Сначала оно и вправду пошло неплохо, хорошо даже, можно сказать, — до тех пор, пока плотники его да каменщики с местным народом не перезнакомились. Потому что тут растащиловка началась такая…
Попьют вечерком в какой избе самогону, а наутро, глядишь, тот хитрячок, что угощал, подъезжает к коровникам на телеге, если еще не на машине, спасибо, и без всякова-Якова начинает на нее кирпич накладывать, битый — в сторонку…
Какая-нибудь бабенка соленых огурцов принесет чашку — обратно с доской под мышкой идет.
Громов стал со своей бригадой и так и сяк — какой к черту хозрасчет при таком воровстве! — да только трудно у него получалось: его ребята давно что к чему понимать привыкли, а с новыми, что из разных бригад, как с бору по сосенке, — никакого сладу.
Эти по двое-трое все особняком, все отдельно, то ржут, то шушукаются, а бригадир подошел — молчок. Будто из часа в час то ж да про то ж: как полову́ю лагу или стекло — за самогон…
А Шидловский то ли пронюхал про это дело, то ли знал, что так оно и пойдет — воробей-то он стреляный, давно в прорабах, — только попиливать Громова стал: «Нехорошо!.. Непорядок!» Собрание в бригаде провел, всех стыдя и о рабочей чести говоря очень складно.
— Трудно вам, Громов, с таким народцем, — сказал, когда тот после собрания провожал его до машины, обговаривая работу на завтра. — Ой как трудно — понимаю… Не говоря уже об ответственности — совести никакой! Но ничего не поделаешь: помощи не ждите, на стройке сейчас завал… А за коровники за эти с нас со всех, как за наиглавнейший объект, голову снимут…
Тут как раз шифер завозить начали, в день по нескольку машин принимали.
И странную штуку стал Громов замечать: к вечеру шифера много, заметно штабельки вырастают, а к утру они вроде поменьше. Пересчитывать не пересчитывал — куда к черту пересчитать: где одна на одной лежат, а где в прислон составлены, — только с вечера как-то приметил: там травинку бросил на штабелек, тут щепочку, а где пакли шмоток прикрепил; если крайнюю шиферину взять — свалится пакля.
А утром и точно: ни травинки тебе, ни щепки на месте, а пакли шмоток на земле, и кто-то сапогом вдавил его в глину. Отовсюду понемногу, выходит, взято.
Дело уже к осени было, по ночам подмораживало. Громов увидел теперь подстывший след от грузовика, который вел к тем штабелькам, куда вчера самосвалы вовсе не подъезжали.

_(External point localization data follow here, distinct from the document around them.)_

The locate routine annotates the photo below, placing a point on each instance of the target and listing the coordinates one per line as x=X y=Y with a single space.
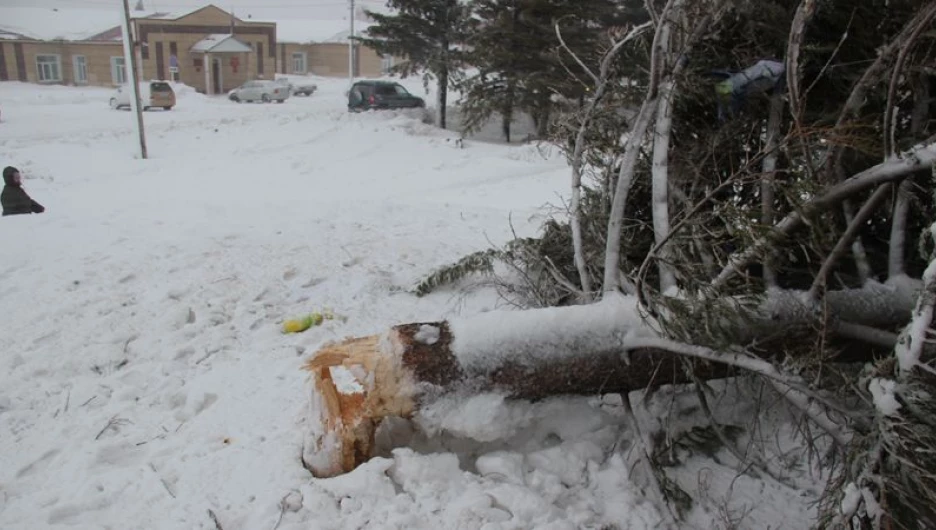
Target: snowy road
x=143 y=377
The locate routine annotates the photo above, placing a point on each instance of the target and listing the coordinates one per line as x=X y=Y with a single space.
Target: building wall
x=161 y=36
x=329 y=59
x=97 y=58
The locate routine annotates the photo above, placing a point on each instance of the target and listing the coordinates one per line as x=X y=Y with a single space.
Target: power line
x=306 y=4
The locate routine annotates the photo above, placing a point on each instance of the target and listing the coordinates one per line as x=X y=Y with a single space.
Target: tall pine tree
x=516 y=52
x=427 y=34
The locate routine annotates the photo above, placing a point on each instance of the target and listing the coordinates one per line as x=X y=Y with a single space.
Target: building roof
x=103 y=25
x=308 y=31
x=56 y=24
x=220 y=43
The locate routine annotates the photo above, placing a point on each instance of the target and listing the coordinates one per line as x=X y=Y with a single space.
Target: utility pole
x=131 y=70
x=351 y=47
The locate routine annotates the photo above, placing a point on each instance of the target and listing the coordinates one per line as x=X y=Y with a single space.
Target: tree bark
x=898 y=238
x=660 y=183
x=889 y=171
x=586 y=350
x=769 y=170
x=443 y=94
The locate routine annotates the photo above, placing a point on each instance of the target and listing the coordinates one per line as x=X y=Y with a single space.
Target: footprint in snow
x=38 y=464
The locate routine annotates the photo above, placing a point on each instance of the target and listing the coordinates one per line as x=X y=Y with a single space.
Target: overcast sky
x=277 y=9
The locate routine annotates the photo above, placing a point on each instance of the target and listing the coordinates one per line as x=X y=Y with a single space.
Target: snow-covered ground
x=144 y=380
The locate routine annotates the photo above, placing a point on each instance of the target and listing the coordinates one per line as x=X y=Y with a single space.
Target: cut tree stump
x=580 y=350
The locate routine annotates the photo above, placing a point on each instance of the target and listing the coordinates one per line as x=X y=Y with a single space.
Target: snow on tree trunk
x=769 y=173
x=604 y=347
x=660 y=183
x=612 y=277
x=442 y=96
x=889 y=171
x=898 y=238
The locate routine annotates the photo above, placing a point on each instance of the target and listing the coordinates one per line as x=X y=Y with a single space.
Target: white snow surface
x=481 y=341
x=144 y=379
x=882 y=391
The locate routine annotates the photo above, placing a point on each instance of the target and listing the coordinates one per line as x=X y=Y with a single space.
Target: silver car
x=265 y=91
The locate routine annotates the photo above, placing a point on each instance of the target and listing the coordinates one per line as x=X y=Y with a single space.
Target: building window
x=299 y=63
x=386 y=63
x=118 y=70
x=50 y=68
x=80 y=64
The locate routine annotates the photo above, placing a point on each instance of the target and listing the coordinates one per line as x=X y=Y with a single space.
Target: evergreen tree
x=427 y=33
x=517 y=54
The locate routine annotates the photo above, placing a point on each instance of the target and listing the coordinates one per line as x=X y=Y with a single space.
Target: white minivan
x=265 y=91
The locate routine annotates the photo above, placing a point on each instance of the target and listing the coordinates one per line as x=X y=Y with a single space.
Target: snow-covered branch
x=889 y=171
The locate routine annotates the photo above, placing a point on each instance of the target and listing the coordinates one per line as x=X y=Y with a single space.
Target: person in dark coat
x=14 y=198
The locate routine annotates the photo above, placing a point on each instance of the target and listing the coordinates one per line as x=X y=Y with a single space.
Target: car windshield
x=391 y=90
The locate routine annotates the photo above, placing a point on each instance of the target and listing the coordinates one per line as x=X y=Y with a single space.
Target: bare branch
x=854 y=228
x=574 y=55
x=884 y=172
x=769 y=169
x=890 y=147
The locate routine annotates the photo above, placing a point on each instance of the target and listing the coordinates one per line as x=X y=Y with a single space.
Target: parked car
x=265 y=91
x=375 y=95
x=302 y=88
x=297 y=87
x=153 y=95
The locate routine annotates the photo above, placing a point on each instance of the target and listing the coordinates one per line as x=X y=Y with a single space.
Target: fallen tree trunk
x=585 y=350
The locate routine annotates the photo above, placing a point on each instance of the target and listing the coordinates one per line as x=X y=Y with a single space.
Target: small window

Неужели кто машинами грабит?..
Хотел он дежурство в бригаде установить — сторожа нанять нельзя было, отказали в управлении, — а потом плюнул: дежурный тут как придавит с вечера, так до утра, а ты себе ночью майся, об этом думай.
Последнее время он и так часто оставался в Микешине ночевать, один раз даже пропустил связь с Зубром с этим, Виталием Сергеевичем, а тут привез из дому подушку да старый бушлат, набил стружками матрац и поселился в маленькой бытовочке при коровнике — тут уже и пол был, и двери, только в окна сквозило: стекла в ту пору еще не вставили.
Первую ночь почти всю прислушивался, вставал раза три и в сапогах на босу ногу хозяйство свое обходил, и вторую тоже, но ничего такого подозрительного не слышал и не видел, а на третью — работы было днем через край — уснул как убитый; и почти под утро уже приснилось ему, будто приехали за шифером на машине и грузят, и будто он выскочил, да только догнать не смог.